Later, ANZ senior employees were exceedingly hostile in response to my job search. It was very tightly managed – harsh and flippant multi pronged response from different team members intended to be disruptive and counterproductive to my job search. Some of the specific details of their behaviour was recounted back to me by the FBI during an interview in 2003.

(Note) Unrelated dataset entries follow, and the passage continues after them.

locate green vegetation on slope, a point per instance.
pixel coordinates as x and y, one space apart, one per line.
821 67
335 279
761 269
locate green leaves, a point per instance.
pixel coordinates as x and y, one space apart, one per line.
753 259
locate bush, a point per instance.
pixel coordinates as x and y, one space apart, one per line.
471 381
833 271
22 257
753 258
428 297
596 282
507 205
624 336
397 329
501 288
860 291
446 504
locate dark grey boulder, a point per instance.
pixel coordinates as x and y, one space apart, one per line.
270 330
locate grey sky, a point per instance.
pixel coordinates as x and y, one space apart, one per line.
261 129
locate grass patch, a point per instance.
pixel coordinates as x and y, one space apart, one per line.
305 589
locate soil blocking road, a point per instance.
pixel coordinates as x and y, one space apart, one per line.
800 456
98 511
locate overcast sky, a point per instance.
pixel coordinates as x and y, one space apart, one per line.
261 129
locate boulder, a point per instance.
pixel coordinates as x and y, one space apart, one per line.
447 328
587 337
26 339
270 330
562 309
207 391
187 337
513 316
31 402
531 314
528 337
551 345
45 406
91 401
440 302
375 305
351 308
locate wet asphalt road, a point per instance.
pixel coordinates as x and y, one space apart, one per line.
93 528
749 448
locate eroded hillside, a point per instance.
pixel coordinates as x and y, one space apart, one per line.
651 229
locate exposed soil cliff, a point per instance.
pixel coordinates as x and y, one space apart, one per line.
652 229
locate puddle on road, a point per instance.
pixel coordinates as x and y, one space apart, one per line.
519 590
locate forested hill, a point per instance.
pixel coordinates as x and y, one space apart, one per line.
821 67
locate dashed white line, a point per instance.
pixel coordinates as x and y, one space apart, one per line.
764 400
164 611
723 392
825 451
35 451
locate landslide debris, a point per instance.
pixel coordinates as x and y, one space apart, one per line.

Similarly senior mining finance employees at Westpac, a lender to Freeport, behaved inexplicably. While I was still living and working in NY, after publishing the report on Freeport I started to receive strange and unexpected visits from a Westpac fund manager from Sydney and was contacted by another Westpac fund manager – both of whom later revealed a connection to ASIO. Another executive in the resource advisory section, some years later after I had moved back to Sydney, [K] stood me up at an interview, he was a no show without explanation. When I did catch up with someone there briefly, they were rude, dismissive and wasting my time; the executive excused himself and left me to speak with a junior. It was odd and unusual treatment. [Further details to come].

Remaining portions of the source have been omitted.